In response to the humanitarian crises of 2004 and 2005, online givers were fast and generous, a new report says.
Network for Good, a nonprofit that processes online contributions to about 23,000 different charities, issued a report based on transactions it handled in response to the Asian tsunami in 2004 and last year’s Hurricane Katrina and the earthquake in Pakistan.
Almost 200,000 gifts through Network for Good accounted for a total of $24.5 million in response to those three crises alone, says the report.

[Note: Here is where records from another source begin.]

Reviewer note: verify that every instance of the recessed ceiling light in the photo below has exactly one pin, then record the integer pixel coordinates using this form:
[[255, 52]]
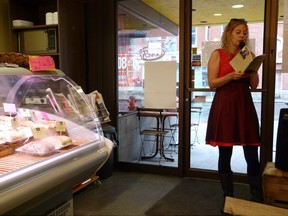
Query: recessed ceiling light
[[237, 6]]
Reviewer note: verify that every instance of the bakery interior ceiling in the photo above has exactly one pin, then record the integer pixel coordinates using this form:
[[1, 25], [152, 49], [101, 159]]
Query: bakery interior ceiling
[[146, 14]]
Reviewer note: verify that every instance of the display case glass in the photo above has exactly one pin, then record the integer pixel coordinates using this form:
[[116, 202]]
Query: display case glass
[[50, 136]]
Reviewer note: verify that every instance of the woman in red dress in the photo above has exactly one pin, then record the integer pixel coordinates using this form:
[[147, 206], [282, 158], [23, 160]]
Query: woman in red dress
[[233, 119]]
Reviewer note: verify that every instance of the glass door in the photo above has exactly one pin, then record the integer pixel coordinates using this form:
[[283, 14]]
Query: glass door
[[206, 35], [148, 64]]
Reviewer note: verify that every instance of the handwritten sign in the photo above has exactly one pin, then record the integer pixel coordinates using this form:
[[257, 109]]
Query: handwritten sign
[[38, 132], [60, 126], [9, 107], [41, 63]]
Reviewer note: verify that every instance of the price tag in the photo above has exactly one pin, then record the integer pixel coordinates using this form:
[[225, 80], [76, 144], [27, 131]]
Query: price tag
[[41, 63], [9, 107], [24, 113], [38, 132], [60, 126], [45, 116]]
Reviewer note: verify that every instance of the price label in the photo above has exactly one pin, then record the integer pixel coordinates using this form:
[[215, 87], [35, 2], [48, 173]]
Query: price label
[[24, 113], [38, 132], [9, 107], [41, 63], [60, 126]]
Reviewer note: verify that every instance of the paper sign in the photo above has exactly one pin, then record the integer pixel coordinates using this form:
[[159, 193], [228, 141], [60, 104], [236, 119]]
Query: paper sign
[[38, 132], [25, 113], [41, 63], [60, 126], [9, 107]]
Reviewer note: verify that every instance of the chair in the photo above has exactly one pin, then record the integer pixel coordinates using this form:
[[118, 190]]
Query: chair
[[195, 121], [152, 136], [172, 128]]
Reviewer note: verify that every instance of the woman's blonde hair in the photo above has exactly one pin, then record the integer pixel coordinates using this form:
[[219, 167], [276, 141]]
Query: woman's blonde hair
[[226, 36]]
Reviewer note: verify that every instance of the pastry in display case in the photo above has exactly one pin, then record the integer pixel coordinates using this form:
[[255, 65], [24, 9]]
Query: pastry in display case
[[50, 140]]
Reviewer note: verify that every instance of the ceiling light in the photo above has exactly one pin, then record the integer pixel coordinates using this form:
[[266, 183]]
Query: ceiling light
[[237, 6]]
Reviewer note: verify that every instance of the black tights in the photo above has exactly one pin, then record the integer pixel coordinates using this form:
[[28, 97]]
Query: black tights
[[251, 157]]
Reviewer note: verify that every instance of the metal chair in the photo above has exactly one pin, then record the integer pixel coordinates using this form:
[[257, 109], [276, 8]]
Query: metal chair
[[151, 137]]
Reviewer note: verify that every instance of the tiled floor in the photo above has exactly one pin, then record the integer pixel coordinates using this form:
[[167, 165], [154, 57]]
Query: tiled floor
[[123, 194], [202, 156]]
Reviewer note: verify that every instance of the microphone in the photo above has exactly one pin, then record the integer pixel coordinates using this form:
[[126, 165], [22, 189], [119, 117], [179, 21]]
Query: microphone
[[241, 44]]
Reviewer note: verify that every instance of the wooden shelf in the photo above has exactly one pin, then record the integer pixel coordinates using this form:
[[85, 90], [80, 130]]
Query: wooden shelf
[[18, 28]]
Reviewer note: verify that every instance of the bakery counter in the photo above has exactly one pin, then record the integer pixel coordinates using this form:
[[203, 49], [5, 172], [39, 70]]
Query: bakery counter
[[28, 182]]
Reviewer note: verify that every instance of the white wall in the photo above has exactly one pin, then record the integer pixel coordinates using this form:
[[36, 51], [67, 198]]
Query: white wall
[[5, 44]]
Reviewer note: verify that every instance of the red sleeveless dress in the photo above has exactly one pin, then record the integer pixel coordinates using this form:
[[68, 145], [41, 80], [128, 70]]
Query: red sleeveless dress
[[232, 119]]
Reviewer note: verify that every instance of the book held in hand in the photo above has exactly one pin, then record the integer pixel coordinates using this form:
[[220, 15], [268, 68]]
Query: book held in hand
[[245, 62]]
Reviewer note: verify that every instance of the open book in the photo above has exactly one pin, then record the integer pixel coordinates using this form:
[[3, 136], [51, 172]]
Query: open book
[[245, 63]]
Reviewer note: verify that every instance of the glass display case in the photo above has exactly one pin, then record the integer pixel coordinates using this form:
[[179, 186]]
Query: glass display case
[[50, 140]]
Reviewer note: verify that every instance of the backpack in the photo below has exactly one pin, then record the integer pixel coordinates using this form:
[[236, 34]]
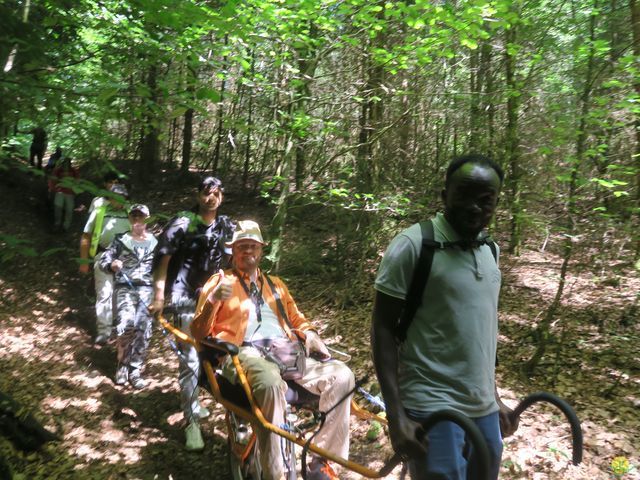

The report, “Impulse on the Internet: How Crisis Compels Donors to Give Online,” analyzes the 82,000 donations totaling $11 million for tsunami relief, 107,000 donations totaling $13 million for Hurricane Katrina and 3,100 gifts totaling $500,000 for the earthquake in Pakistan.
Overall, online donors were more generous that offline donors, with online gifts averaging about $125 for the three disasters, compared to an average offline charitable gift of $27.
Online gifts tended to be impulse-driven, peaking and dropping within the two to six days following a disaster.
Much of that was driven by news coverage of disasters, the report says, with about half of Network for Good’s traffic coming from links with AOL and Yahoo!’s news sites.
Most donations were directed to well-known charities, including the American Red Cross and the Salvation Army, but when presented with choices, many donors opted for smaller or less well-known groups.
Despite the rise in online giving, donors remain worried about fraud, the report says, noting that “privacy and security” was the most popular frequently-asked question on the Network for Good site.
While crisis giving was strong, it does not appear to have negatively affected regular giving, as overall non-crisis giving was higher in 2005 than in 2004.
To take advantage of donors’ willingness to give quickly and generously in response to crises, Network for Good recommends charities set up online-donation processes in advance of disasters.